Hospital Lobby Attacks Patient Choice & Competition To Increase Revenue (through Higher Consumer Costs) with SB 320

Donald J. Pfundstein
Published on : 2022-02-09
The Contract Fable–calling their bluff

The hospital lobby promotes New Hampshire’s SB 320 as necessary to prevent the unilateral breach of provider contracts by insurers.  The claim is that insurers’ use of provider manuals, policies and procedures as authorized in the contract is a breach of the provider contract.  There are no such breaches.  Provider contracts and manuals generally contain the necessary flexibility to provide patients high quality, safe, and cost-effective care in sync with the ongoing patient-centric transformation of the healthcare delivery system.  If SB 320 were really about insurer contractual breach, a mutually agreed upon version of the Bill could be available today!

SB 320 Prohibits Patient Choice and Competition 

The Bill’s terms[1] impede consumer choice and competition and increase prices by prohibiting care utilization management tools, efforts to increase patient access to lower cost sites of care, and efforts to provide patients with the right care in the right place.  SB 320 is REALLY about the hospitals LOCKING OUT competition and consumer choice and LOCKING IN higher revenues at the expense of NH citizens and businesses.  No other state in the country has this type of law.

Site of Care [2]

SB 320 would freeze patient care in time and place in higher-cost hospital-based settings.  Mechanisms to prohibit use of lower cost sites of care can also implicate antitrust issues.[3]  Hospitals seek to retain patients within their footprint (i.e., site of care) and collect the associated higher revenue, at the expense of NH patients and health insurance consumers who will face higher out-of-pocket costs and higher insurance premiums.  By prohibiting high quality, lower cost sites of care, SB 320 forces consumers, employers and taxpayers to pay inflated hospital prices for things like knee and hip surgeries, cancer infusions, physical and occupational therapy, rehabilitation, specialty drugs, and imaging, to name just a few.  Even the American Hospital Association lists “Consumers embrace lower-cost sites of care” as the top reason for potentially lower health care spending in 2022 (page 21).  SB 320 will undoubtedly increase health care spending for all Granite Staters!

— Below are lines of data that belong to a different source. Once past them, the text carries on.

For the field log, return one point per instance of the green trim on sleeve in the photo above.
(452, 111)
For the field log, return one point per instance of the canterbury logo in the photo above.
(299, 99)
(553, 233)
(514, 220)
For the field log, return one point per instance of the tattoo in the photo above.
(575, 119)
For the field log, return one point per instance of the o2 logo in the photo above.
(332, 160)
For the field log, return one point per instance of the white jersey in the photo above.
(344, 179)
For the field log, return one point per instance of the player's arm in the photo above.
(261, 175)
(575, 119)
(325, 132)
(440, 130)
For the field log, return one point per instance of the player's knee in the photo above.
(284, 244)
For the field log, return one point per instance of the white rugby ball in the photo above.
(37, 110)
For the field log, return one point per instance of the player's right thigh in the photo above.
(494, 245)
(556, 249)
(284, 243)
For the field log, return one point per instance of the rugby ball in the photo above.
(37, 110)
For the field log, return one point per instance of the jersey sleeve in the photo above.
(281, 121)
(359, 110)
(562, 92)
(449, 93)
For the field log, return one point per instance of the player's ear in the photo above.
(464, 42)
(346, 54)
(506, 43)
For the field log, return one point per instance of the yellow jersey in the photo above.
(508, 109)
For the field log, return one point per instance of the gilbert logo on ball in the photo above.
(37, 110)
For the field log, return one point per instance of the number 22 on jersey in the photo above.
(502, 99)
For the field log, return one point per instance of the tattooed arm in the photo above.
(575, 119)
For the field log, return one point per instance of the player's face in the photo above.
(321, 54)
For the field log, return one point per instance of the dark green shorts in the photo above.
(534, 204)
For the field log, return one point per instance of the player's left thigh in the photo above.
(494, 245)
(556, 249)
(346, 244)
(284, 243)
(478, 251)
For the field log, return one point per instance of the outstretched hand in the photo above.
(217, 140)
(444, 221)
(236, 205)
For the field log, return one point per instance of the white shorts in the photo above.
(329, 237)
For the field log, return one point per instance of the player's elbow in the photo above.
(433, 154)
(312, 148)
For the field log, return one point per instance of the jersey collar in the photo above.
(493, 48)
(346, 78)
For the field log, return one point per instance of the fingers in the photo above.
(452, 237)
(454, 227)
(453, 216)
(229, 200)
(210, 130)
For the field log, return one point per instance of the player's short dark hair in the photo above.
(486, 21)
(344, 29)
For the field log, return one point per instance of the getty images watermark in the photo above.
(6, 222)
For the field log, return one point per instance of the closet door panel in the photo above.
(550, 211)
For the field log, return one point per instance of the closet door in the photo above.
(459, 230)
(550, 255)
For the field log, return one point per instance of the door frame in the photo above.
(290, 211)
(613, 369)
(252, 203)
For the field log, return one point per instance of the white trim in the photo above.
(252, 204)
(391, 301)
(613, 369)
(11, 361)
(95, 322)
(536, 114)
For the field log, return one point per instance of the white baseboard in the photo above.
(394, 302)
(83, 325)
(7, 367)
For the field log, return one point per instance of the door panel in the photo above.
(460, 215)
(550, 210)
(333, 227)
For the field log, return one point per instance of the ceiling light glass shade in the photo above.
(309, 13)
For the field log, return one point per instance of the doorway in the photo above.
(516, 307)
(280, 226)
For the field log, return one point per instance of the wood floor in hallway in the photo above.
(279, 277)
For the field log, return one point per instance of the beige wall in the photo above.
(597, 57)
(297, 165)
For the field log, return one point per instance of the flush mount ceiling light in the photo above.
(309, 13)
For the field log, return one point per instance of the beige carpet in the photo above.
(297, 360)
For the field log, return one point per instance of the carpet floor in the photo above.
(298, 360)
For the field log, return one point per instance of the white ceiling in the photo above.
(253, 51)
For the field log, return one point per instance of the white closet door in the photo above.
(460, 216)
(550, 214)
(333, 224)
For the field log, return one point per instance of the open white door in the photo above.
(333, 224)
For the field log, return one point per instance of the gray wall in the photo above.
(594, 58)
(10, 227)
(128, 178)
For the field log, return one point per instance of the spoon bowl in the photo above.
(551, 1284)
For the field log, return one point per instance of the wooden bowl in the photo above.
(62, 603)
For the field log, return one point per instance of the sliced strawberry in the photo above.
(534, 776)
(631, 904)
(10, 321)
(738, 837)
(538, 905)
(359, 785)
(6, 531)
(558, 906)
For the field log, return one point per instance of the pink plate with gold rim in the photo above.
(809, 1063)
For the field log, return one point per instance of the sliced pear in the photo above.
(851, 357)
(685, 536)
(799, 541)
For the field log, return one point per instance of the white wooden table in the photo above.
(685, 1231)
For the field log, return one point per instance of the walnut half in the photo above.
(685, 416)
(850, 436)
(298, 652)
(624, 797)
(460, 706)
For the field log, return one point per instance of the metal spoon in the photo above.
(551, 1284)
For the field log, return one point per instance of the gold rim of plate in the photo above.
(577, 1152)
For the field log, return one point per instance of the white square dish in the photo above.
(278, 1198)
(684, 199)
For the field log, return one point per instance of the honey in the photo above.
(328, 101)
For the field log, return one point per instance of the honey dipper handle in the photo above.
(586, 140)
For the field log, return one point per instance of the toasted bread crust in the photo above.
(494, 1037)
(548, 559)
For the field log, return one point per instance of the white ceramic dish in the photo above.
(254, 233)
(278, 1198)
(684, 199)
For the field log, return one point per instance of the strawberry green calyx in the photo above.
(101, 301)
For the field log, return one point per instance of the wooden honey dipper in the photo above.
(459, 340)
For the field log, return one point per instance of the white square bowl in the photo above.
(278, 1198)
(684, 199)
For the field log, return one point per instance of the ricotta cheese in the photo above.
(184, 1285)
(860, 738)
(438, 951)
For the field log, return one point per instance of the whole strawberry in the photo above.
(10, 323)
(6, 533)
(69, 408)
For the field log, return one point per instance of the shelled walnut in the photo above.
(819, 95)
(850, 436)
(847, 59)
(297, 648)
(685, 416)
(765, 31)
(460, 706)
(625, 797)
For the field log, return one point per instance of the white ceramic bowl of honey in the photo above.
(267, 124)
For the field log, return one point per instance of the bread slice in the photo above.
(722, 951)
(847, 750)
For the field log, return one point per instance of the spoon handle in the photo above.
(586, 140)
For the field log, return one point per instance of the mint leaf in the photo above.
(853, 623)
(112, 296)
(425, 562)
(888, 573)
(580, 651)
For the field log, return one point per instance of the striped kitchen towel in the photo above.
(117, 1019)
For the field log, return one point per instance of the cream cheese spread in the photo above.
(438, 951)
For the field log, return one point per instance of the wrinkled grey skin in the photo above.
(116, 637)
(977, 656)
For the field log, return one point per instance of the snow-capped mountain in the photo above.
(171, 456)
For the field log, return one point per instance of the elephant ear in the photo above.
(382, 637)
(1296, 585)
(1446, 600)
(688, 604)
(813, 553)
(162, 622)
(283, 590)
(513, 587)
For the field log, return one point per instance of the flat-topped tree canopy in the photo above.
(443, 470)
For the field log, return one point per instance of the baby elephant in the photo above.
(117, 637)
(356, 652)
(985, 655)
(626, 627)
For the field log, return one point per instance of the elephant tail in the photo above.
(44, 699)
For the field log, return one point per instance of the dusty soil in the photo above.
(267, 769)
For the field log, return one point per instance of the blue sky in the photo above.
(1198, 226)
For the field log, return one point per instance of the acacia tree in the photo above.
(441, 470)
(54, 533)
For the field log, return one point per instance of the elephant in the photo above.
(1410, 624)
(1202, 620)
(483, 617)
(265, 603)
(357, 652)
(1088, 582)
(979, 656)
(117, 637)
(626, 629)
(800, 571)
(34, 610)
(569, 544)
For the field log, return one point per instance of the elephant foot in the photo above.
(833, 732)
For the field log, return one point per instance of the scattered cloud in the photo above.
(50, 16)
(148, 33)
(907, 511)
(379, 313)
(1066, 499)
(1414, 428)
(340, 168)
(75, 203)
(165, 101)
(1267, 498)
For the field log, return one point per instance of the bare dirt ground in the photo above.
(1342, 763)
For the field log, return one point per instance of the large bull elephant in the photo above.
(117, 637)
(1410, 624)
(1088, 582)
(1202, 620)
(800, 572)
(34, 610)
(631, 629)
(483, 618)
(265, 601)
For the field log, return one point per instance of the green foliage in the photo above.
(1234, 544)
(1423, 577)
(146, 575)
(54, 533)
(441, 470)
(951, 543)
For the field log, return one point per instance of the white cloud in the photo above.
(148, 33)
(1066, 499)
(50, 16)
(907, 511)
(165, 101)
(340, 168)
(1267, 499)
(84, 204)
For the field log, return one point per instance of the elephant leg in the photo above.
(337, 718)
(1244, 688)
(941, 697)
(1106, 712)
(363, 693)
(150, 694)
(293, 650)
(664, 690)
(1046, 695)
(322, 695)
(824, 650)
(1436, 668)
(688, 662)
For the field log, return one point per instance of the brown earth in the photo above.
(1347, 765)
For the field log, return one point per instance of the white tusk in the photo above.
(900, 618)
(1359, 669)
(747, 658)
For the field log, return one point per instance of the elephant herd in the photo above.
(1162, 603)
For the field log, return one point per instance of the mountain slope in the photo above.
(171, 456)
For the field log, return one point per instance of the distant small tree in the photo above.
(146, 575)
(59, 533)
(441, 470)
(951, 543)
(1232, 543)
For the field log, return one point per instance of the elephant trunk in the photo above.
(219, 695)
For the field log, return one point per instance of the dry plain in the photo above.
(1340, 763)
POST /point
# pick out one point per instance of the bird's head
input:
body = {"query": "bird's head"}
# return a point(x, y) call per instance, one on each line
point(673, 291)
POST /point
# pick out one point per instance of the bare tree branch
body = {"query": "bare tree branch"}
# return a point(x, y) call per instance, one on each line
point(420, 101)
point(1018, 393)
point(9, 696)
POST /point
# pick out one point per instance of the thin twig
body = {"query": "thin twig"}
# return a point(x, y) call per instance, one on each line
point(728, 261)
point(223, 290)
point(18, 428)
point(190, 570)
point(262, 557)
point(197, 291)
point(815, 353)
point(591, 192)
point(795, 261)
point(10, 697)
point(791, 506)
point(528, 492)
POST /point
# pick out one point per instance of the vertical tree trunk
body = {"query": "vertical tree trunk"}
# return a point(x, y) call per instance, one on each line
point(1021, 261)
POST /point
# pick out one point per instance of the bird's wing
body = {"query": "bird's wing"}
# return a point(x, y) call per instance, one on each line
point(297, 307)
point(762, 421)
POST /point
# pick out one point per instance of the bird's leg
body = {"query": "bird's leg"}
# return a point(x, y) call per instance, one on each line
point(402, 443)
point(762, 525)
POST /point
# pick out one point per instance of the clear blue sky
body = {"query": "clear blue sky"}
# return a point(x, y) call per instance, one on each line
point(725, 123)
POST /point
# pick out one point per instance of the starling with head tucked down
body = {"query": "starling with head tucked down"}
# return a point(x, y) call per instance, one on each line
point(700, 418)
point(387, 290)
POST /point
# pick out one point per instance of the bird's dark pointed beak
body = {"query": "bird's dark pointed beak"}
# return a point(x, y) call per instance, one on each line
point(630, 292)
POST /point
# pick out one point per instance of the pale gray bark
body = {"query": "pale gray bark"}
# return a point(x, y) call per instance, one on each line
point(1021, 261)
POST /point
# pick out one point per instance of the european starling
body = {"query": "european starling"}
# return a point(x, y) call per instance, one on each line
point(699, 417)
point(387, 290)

SB 320 Increases Costs [4] 

“On average, the price of an inpatient knee or hip replacement was $30,000, compared with $19,000 and $22,000 respectively…”  (McKinsey page 2).

A  McKinsey tool created to analyze a database of 1.4 billion national medical claims found “… an average cost savings of $21,000 for the same encounter code bundle (for care which took place in) an ambulatory setting instead of an inpatient setting.”  (McKinsey page 4).

A Moran Company study found that “on average, hospitals charge 479% of their cost for drugs nationwide.”  “Most hospitals (83%) charge patients and insurers more than double their acquisition cost for medicine, marking-up the medicines 200% or more.  The majority of hospitals (53%) markup medicines between 200-400%, on average.”

Hospitals price oncology drugs at an average of 3.8 times their 340B acquisition costs or nearly 400%!  In fact, 340B hospitals often charge their cash-paying customers (known as the uninsured) the same as the median price for commercial insurers……400% of cost!  (See p. 14 of the Moto Bioadvisors for Community Oncology Alliance, “Examining Hospital Transparency, Drug Profits, & the 340B Program” report.)  The 340B program was established to help lower income populations.

[1] The use of such expansive terms as “conflict with” (line 6), “Impact” (line 6), “economic arrangement” (line 7), “any practice” (line 8), or “amending a provider manual” (line 9) – apparently, including those practices and amendments authorized by the provider contract, and “services contemplated” (line 13), etc. are not necessary if the true goal of SB 320 were to simply prohibit a contractual breach, including a change of contracted reimbursement rates.
[2] Line 10, lines 11-19, SB 320.
[3] See generally, “Antitrust Issues in Payer-Provider Contracting, Chapter 3, American Health Law Association, Contracting Handbook, 8th edition.   
[4] SOURCES: Cost/Savings Study References – Deloitte “Hospital Revenue Trends- Outpatient, home, virtual and other care settings…“; McKinsey “Walking Out of the Hospital –continued rise of ambulatory care..”; Moran Company-“Hospital Charges-Reimbursement for Medicines”; Moto Bioadvisors for Community Oncology Alliance, “Examining Hospital Transparency, Drug Profits, & the 340B Program”.

Attorney Pfundstein is admitted in the state and federal courts of New Hampshire.